When they entered town there were Hawns in front of one store and one hotel on one side of the street. There were Honeycutts in front of one store and one hotel on the other side, and Jason saw the lowering face of little Aaron, and towering in one group the huge frame of Babe Honeycutt. Silently the Hawns fell in behind on horseback, and on foot, and gravely the Honeycutts watched the procession move through the town and up the winding road.
The pink-flecked cups of the laurel were dropping to the ground, the woods were starred with great white clusters of rhododendron, wood-thrushes, unseen, poured golden rills of music from every cool ravine, air and sunlight were heavy with the richness of June, and every odor was a whisper, every sound a voice, and every shaking leaf a friendly little beckoning hand—all giving him welcome home.

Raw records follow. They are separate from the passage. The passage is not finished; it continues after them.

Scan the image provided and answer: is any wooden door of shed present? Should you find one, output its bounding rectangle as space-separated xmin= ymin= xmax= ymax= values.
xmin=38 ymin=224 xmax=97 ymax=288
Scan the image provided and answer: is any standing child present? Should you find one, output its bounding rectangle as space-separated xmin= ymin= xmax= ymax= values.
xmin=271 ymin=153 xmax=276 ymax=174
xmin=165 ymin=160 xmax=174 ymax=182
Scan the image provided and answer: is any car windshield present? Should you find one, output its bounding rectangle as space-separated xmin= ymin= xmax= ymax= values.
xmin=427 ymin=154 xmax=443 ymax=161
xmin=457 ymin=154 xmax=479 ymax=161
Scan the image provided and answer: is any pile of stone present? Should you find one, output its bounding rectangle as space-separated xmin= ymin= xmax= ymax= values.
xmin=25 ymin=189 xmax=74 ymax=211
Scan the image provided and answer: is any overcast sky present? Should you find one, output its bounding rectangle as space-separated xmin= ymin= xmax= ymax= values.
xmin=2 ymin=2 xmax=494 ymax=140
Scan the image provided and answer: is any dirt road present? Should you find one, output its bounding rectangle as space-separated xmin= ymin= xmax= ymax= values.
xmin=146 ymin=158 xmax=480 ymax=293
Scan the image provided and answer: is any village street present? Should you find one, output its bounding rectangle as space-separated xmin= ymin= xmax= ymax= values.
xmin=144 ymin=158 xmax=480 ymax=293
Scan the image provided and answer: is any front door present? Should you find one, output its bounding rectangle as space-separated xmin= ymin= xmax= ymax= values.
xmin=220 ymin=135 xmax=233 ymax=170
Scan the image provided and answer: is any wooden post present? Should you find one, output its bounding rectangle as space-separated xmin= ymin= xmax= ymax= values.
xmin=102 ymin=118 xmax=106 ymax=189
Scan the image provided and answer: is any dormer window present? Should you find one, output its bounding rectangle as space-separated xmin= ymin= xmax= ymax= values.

The boy began to choke with memories, but Mavis still gave no sign. Once she turned her head when they passed her little log school-house where was a little group of her pupils who had not known they were to have a holiday that day, and whose faces turned awe-stricken when they saw the reason, and sympathetic when Mavis gave them a kindly little smile. Up the creek there and over the sloping green plain of the tree-tops hung a cloud of smoke from the mines. A few moments more and they emerged from an arched opening of trees. The lightning-rod of old Jason’s house gleamed high ahead, and on the sunny crest of a bare little knoll above it were visible the tiny homes built over the dead in the graveyard of the Hawns. And up there, above the murmuring sweep of the river, and with many of his kin who had died in a similar way, they laid “slick Steve” Hawn. The old circuit rider preached a short funeral sermon, while Mavis and her mother stood together, the woman dry-eyed, much to the wonder of the clan, the girl weeping silently at last, and Jason behind them—solemn, watchful, and with his secret working painfully in his heart. He had forbade his mother to tell Mavis, and perhaps he would never tell her himself; for it might be best for her never to know that her father had raised the little mound under which his father slept but a few yards away, and that in turn his hands, perhaps, were lowering Steve Hawn into his grave.